[erlang-questions] String parsing recommendations

Mon Dec 14 10:27:57 CET 2015

Mark Steele writes:
 > Hi all,
 > 
 > This is a pretty basic question, but I'm new so bear with me.
 > 
 > I've got a binary that might look something like this:
 > 
 > <<"(foo,bar(faz,fez,fur(foe)),fuz)">>
 > 
 > Parsed, the it might look like:
 >   [
 >    [<<"foo">>],
 >    [<<"bar>>,<<"faz">>],
 >    [<<"bar">>,<<"fez">>],
 >    [<<"bar">>,<<"fur">>,<<"foe">>],
 >    [<<"fuz">>]
 >   ]
 > 
 > 
 > Any recommendations on the best approach to tackle this in Erlang?
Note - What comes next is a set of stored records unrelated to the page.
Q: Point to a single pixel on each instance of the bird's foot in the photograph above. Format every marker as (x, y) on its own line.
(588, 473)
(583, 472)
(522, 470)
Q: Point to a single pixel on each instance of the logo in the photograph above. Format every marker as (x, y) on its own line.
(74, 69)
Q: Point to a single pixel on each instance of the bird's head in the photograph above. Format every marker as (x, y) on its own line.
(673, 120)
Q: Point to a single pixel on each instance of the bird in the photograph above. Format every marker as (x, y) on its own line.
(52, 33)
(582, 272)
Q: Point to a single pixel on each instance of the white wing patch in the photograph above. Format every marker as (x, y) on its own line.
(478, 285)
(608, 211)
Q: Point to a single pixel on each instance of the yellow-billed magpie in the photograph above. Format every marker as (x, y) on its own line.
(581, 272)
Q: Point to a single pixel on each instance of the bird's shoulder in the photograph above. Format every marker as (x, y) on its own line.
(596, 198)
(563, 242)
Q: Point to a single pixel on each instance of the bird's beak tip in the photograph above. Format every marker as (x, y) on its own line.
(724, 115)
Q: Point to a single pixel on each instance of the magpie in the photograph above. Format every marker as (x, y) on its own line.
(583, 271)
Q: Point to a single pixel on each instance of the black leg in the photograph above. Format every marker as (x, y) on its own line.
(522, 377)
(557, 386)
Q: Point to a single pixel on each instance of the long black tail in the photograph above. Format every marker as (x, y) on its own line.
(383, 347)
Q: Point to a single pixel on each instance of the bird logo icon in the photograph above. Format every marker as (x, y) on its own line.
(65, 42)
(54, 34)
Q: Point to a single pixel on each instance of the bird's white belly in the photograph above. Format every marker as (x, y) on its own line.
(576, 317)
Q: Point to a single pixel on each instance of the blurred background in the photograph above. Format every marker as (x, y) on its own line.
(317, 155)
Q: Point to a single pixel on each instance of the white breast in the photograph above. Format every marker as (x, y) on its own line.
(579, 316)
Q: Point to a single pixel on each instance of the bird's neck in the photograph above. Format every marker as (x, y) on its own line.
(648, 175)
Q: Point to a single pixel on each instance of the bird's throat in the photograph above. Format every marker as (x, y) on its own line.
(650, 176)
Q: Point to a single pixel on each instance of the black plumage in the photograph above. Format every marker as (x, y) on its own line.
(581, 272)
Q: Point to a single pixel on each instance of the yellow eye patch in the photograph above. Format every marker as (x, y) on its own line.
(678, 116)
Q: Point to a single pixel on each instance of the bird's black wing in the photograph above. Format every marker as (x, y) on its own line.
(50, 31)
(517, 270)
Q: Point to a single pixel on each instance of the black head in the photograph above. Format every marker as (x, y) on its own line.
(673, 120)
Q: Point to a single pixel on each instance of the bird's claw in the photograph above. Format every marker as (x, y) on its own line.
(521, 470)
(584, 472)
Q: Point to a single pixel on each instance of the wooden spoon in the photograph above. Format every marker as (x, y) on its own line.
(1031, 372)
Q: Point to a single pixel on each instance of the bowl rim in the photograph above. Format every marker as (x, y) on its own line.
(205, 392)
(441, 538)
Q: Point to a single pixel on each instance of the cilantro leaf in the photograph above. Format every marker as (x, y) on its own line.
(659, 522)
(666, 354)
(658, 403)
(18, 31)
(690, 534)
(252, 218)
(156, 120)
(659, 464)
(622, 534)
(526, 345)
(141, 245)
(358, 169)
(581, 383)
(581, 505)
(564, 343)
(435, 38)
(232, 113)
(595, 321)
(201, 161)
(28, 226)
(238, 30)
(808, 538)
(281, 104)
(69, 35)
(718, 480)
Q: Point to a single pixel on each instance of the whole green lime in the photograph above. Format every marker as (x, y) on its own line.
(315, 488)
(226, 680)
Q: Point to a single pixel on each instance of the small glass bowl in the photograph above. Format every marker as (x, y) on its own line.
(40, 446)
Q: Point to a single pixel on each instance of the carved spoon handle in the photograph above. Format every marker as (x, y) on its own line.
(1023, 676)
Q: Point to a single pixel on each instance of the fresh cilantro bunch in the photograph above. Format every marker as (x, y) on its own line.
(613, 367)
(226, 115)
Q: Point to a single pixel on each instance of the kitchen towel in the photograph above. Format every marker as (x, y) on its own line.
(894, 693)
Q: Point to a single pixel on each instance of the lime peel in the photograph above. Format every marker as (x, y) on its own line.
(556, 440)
The input language is clearly not regular, so you'd need
something stronger than regular expressions for parsing.
In this case a context-free parser should work.

Personally I'd implement a separate scanner which returns tokens
and updated input, and a recursive descent parser which handles
the grammar and produces the output.  Your desired output is not
like a parse tree but more like an evaluation of the parse tree
(bar(faz,fez,...) expands to a different structure), but that
expansion looks trivial so I'd let the parser do it -- otherwise
an intermediate parse tree and a separate evaluator will work.

There are scanner and parser generating tools for Erlang, but
they would be overkill for this simple language -- unless you're
new to language processing, in which case they could help by
providing examples and imposing a sensible structure to the
solution.  The re module could be used in a hand-written scanner.

Alas, no Erlang magic here, just ordinary compiler frontend code.

/Mikael